What is the biggest challenge when writing CNF?
Hmmm. I think I thrive on a three-part challenge: 1) finding a truly unique (and beautiful) way of capturing something that is 2) my experience and interpretation of that experience, all while 3) evoking a universal reaction or understanding in others. And I think I go in that order when I edit. Find the “perfect” words; figure out if I captured something in the way I hoped to; and then edit for imaginary readers. I do know that in writing I don’t shy away from challenges, whereas in real-life I tend to be more worried about doing very hard things. Challenges are what keep us evolving as writers.
I won’t even get into The Business Challenge of being a writer here, which these days feels more difficult than ever—the submitting, the time management, the outreach, the social media platforms, and so on, because those challenges are best contained to another part of my brain. If I think about them too much, I won’t write at all. Or at least I won’t write as well.
What’s your favourite piece of art in your home?

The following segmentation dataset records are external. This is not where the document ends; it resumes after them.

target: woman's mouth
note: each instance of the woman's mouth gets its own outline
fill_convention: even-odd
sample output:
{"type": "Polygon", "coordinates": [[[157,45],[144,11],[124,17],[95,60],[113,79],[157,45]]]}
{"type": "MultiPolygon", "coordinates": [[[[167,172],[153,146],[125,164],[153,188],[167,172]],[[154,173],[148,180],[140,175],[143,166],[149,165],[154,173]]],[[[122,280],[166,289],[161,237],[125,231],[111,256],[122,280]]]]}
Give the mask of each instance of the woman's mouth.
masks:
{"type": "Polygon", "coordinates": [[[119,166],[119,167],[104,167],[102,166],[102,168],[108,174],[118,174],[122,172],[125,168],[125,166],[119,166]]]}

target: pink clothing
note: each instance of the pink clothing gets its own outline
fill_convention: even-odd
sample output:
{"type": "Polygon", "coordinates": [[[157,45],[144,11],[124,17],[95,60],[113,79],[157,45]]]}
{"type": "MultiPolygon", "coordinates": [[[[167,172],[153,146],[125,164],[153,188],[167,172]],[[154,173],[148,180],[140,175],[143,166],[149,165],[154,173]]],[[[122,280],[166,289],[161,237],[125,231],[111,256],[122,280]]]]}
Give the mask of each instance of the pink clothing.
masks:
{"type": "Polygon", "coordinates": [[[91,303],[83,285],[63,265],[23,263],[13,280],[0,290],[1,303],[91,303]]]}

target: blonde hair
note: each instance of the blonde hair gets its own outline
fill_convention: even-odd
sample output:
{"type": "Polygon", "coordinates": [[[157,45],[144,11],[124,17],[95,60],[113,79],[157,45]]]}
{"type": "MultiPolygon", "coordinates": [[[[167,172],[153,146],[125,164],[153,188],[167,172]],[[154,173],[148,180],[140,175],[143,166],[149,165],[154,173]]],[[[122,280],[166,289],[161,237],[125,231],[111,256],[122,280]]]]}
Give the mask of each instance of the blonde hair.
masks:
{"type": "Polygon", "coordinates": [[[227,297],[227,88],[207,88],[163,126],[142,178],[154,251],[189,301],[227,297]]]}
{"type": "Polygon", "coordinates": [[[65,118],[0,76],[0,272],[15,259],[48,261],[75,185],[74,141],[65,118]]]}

A long time ago, I decided I only wanted pieces in our home that held meaning—that were either created by someone we knew, or that held sentimental meaning for another reason (somewhere we visited, a special message, etc.). It makes our home feel more plentiful, in a way. My current favorite artwork is one we purchased in Edinburgh last month. It’s a print of a painting of rolling hills, a white hut with thatched roof, a red call box, and a wee sheep. In spite of those objects, the primary focus of the piece is the sky. It is the richest, deepest dark blue—indigo-grayish, as though a storm is brewing. The white and reds against it are stunning. But the main reason we purchased it is because our delightful four years of living as ex-pats in the U.K. are very sadly coming to a close. We’ll be returning to America in a few weeks, and by taking this piece home with us, we’ll always have a perfectly captured scene to remind us of long drives in the countryside of Scotland, Ireland, England, and Wales, all at once. Plus, it’s gorgeous. I’m simply obsessed with it.